Infatti, sancendo un principio di indubbia rilevanza, la Cassazione ha riconosciuto che “considerati i rilevanti e crescenti costi che si rendono necessari per la ricerca scientifica orientata allo sviluppo di tecnologie competitive su mercati ormai globali, il delitto di cui all'art. 623 cod. pen. debba ritenersi configurato tutte le volte che venga rivelato indebitamente un segreto che riguardi anche una sola parte del relativo processo produttivo, senza che sia dunque necessario che detta rivelazione attenga a tutte le componenti del prodotto medesimo.”

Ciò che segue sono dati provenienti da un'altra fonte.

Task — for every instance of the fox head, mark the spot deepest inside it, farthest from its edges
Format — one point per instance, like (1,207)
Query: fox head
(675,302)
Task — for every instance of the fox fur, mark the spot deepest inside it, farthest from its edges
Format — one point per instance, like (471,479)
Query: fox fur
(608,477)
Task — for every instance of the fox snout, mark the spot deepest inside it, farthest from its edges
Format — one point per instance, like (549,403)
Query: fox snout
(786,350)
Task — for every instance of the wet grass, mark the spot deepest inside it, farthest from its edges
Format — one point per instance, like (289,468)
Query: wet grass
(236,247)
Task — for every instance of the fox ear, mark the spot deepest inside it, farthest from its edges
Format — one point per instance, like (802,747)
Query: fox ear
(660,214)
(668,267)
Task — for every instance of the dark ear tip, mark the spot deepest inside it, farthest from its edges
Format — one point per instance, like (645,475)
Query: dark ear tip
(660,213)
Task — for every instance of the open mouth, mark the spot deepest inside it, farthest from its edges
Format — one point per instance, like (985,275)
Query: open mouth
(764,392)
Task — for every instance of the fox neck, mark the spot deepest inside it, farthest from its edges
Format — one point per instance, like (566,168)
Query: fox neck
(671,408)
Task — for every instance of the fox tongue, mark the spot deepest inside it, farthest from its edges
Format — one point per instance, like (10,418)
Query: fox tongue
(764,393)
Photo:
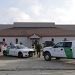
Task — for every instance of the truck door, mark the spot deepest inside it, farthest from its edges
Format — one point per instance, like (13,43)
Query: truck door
(68,50)
(59,50)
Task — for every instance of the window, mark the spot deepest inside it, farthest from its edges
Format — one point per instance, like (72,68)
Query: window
(68,44)
(60,44)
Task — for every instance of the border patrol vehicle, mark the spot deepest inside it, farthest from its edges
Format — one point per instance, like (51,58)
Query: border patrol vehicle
(63,49)
(18,50)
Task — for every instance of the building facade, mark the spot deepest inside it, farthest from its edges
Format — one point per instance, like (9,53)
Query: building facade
(27,33)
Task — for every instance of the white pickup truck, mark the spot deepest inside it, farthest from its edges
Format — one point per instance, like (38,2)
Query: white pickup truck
(18,50)
(64,49)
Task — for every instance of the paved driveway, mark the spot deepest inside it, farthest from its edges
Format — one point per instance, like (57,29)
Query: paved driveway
(34,63)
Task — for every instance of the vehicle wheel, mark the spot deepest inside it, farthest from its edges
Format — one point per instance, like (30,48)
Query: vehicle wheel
(20,55)
(4,53)
(57,58)
(47,56)
(30,54)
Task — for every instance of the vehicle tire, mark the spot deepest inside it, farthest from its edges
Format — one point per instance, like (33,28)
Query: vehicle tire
(4,53)
(20,55)
(30,54)
(47,56)
(57,58)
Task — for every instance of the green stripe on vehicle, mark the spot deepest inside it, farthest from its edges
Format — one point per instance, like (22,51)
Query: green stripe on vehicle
(7,51)
(68,52)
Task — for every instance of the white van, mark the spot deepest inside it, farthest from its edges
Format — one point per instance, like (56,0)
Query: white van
(64,49)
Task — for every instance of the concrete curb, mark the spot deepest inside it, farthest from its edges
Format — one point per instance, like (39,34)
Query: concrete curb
(30,69)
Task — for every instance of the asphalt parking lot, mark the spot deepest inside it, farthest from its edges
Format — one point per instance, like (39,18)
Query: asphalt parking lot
(34,63)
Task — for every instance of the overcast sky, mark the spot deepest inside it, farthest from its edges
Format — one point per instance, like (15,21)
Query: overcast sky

In particolare, riprendendo la sentenza n. 25174 del 07/06/2005, la V Sezione Penale della Corte di Cassazione ha affermato che: «ciò che assume rilievo nella delimitazione del concetto di notizia destinata al segreto e che vi siano comprese le operazioni fondamentali per la realizzazione dei prototipi di un determinato impianto, operazioni che costituiscano il "cuore" degli stessi e che siano il frutto della cognizione e della organizzazione della impresa».

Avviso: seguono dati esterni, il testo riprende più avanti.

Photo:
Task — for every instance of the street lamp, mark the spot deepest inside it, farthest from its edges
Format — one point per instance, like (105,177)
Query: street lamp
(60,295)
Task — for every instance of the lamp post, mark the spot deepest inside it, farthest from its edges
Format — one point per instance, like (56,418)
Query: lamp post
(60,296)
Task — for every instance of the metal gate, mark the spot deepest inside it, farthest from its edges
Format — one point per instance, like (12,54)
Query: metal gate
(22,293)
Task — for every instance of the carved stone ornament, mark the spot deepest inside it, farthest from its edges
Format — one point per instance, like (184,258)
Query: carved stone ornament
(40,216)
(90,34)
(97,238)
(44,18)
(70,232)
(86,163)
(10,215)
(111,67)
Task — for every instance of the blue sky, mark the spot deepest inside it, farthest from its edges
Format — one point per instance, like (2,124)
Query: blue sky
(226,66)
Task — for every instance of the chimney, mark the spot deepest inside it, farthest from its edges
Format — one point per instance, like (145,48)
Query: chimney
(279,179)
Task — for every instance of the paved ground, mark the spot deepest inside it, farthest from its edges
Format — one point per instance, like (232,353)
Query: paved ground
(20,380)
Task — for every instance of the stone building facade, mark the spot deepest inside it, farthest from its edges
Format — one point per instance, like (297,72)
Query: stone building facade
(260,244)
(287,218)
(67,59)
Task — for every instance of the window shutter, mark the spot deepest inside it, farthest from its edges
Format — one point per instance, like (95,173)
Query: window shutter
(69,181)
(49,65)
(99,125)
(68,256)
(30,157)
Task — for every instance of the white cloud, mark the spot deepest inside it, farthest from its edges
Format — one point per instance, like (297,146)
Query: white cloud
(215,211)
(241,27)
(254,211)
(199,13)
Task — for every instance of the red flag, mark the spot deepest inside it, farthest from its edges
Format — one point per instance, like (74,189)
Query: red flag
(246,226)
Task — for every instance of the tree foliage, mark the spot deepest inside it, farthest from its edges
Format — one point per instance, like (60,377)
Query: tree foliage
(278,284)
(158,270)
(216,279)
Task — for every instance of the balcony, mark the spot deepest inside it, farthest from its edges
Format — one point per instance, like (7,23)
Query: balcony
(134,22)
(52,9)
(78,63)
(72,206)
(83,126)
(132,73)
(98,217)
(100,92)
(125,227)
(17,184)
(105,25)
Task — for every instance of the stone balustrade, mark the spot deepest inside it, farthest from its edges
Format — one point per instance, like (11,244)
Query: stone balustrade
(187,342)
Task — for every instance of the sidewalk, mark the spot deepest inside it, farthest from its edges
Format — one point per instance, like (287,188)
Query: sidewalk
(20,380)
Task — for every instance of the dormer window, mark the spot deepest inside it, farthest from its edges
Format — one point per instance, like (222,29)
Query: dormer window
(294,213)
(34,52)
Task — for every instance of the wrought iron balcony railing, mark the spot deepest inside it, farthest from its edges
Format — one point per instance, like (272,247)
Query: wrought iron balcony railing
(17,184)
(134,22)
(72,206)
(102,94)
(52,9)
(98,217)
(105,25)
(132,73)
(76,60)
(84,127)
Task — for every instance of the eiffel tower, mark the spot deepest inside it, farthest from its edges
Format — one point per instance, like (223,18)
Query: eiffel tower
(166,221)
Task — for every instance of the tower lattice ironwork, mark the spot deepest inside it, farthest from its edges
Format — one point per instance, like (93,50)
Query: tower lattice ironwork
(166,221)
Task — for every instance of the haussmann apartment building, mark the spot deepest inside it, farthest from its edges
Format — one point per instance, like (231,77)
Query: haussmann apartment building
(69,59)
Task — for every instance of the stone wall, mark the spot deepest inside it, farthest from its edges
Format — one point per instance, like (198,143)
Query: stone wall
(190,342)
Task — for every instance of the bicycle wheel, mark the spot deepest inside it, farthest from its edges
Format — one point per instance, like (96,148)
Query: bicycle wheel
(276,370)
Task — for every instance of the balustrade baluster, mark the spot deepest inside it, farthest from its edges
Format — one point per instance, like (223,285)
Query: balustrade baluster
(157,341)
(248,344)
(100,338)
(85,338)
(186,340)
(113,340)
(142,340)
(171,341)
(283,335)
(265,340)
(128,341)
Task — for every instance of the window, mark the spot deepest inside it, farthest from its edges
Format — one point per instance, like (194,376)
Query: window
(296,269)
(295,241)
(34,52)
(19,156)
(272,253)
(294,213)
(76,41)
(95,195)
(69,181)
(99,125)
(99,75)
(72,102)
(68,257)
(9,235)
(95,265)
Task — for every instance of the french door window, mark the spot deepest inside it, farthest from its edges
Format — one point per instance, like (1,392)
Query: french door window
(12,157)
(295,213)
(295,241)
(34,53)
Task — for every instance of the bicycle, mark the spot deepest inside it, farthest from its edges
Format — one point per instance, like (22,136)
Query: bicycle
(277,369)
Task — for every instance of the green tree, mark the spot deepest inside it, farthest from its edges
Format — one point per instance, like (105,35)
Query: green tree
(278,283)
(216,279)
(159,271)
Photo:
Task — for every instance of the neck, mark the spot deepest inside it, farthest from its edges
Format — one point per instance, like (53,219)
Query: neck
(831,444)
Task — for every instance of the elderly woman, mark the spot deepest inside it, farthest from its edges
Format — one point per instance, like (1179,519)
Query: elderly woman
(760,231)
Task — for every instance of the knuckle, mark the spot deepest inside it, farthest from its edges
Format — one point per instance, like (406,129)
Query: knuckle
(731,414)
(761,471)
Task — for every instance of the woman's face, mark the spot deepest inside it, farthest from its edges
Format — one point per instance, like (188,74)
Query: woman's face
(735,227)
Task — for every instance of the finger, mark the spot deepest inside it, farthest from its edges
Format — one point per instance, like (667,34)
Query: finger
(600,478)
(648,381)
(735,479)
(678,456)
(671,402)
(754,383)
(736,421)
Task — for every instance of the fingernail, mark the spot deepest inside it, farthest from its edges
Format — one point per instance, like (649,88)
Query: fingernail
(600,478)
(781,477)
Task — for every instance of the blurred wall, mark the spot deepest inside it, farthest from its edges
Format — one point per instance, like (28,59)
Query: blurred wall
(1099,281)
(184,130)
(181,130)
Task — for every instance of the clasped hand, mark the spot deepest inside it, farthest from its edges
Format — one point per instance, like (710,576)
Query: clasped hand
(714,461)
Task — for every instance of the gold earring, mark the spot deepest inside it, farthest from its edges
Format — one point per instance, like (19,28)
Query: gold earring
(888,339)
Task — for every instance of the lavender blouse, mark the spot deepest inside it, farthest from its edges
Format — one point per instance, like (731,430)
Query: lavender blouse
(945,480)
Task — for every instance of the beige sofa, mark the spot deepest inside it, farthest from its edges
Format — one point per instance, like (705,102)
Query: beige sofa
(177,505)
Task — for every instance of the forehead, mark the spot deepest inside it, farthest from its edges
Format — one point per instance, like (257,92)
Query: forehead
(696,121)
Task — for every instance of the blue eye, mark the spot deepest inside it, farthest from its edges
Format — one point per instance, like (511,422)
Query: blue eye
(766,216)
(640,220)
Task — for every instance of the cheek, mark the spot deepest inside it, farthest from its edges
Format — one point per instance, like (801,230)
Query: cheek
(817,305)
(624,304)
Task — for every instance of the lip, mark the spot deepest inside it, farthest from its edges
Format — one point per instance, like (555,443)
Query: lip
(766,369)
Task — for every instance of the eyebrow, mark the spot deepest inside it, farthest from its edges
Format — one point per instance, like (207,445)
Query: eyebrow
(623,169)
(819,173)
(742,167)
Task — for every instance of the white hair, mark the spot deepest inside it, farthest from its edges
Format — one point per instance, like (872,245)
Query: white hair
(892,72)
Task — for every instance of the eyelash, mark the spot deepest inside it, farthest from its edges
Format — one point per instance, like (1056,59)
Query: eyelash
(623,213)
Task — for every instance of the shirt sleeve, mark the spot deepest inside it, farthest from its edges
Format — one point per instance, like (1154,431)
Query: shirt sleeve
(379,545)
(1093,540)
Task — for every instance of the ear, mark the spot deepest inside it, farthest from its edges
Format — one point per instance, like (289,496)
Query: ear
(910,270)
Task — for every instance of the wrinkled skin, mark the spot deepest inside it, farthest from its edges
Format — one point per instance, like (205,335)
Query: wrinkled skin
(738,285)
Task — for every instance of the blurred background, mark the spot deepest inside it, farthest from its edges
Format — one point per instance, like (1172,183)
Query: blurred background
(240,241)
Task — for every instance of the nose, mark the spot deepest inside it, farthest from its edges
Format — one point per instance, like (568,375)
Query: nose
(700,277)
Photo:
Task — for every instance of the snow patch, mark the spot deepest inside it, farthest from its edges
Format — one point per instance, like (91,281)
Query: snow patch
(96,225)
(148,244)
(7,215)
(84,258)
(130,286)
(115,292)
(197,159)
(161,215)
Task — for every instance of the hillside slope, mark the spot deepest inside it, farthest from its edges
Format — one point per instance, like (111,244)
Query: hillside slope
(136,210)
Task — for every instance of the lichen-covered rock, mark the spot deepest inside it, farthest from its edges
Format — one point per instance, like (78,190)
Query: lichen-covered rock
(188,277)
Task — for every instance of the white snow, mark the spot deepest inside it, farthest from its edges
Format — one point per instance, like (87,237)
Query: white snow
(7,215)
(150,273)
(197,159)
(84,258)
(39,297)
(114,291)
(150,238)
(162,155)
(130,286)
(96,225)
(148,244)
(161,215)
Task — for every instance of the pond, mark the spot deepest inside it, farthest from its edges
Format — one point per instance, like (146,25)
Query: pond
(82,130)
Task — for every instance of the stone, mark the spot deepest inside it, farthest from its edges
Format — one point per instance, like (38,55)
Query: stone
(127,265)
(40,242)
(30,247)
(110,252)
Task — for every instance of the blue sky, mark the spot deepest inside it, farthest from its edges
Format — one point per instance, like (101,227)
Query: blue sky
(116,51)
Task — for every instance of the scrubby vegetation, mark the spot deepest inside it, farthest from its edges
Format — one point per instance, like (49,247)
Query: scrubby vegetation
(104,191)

Ancora, nella sentenza oggetto di commento la Suprema Corte si è pronunciata anche in merito all’utilizzo della tecnica del c.d. “reverse engineering”. In particolare, infatti tra le varie strategie difensive adottate dalla difesa degli imputati, vi era quella avente ad oggetto l’utilizzo, da parte degli stessi, proprio di tale tecnica. Per reverse engineering si intende un processo atto ad identificare le proprietà di un oggetto attraverso l’analisi completa di struttura, funzioni e operatività di tale elemento; in particolare, tale tecnica è anche conosciuta come “back engineering”, ovvero “progettazione al contrario”, in quanto al fine di risalire alle singole componenti per la realizzazione del prodotto si parte dall’osservazione del risultato finale, trasformato in un modello informatico.
Ebbene, la Cassazione ha affermato che tale tecnica «è un’attività rientrante nel novero dell’impiego di segreti industriali penalmente sanzionato dall’art. 623 cod. pen., in quanto sarebbe altrimenti facilmente elusa la tutela del segreto industriale riproducendo, anche ripetutamente, il prodotto di un’impresa che ha sviluppato, per l’ideazione dello stesso, complessi progetti di ricerca. Invero, la tecnica in questione non è che una sofisticata modalità di copia di un prodotto».
Alla luce di tutto quanto sopra e dei principi espressi dalla Cassazione nella sentenza analizzata, appare evidente come sempre di più il know-how aziendale venga considerato come uno dei principali asset aziendali, in grado di apportare un incremento di valore notevole all’azienda e pertanto indubbiamente meritevole di essere preservato, non soltanto mediante gli strumenti offerti dal diritto civile, ma anche mediante quelli offerti dal diritto penale. Tale ultima tipologia di tutela si pone, dunque, quale completamento della tutela già offerta sul piano civilistico, la quale, come abbiamo avuto modo di appurare, ha dei presupposti di operatività maggiormente definiti e risulta pertanto essere, in un certo qual senso, più onerosa per il legittimo titolare del segreto.
Proprio per tale ragione, si può affermare che la tutela del know-how aziendale offerta dal diritto penale costituisce un diverso e ulteriore strumento al servizio del legittimo detentore del segreto, il quale potrà avvalersi della stessa, non soltanto per intensificare il livello di protezione del proprio patrimonio di conoscenze, ma anche per fornire a quest’ultimo una tutela in quei casi in cui la stessa, sul piano civilistico, gli sarebbe preclusa.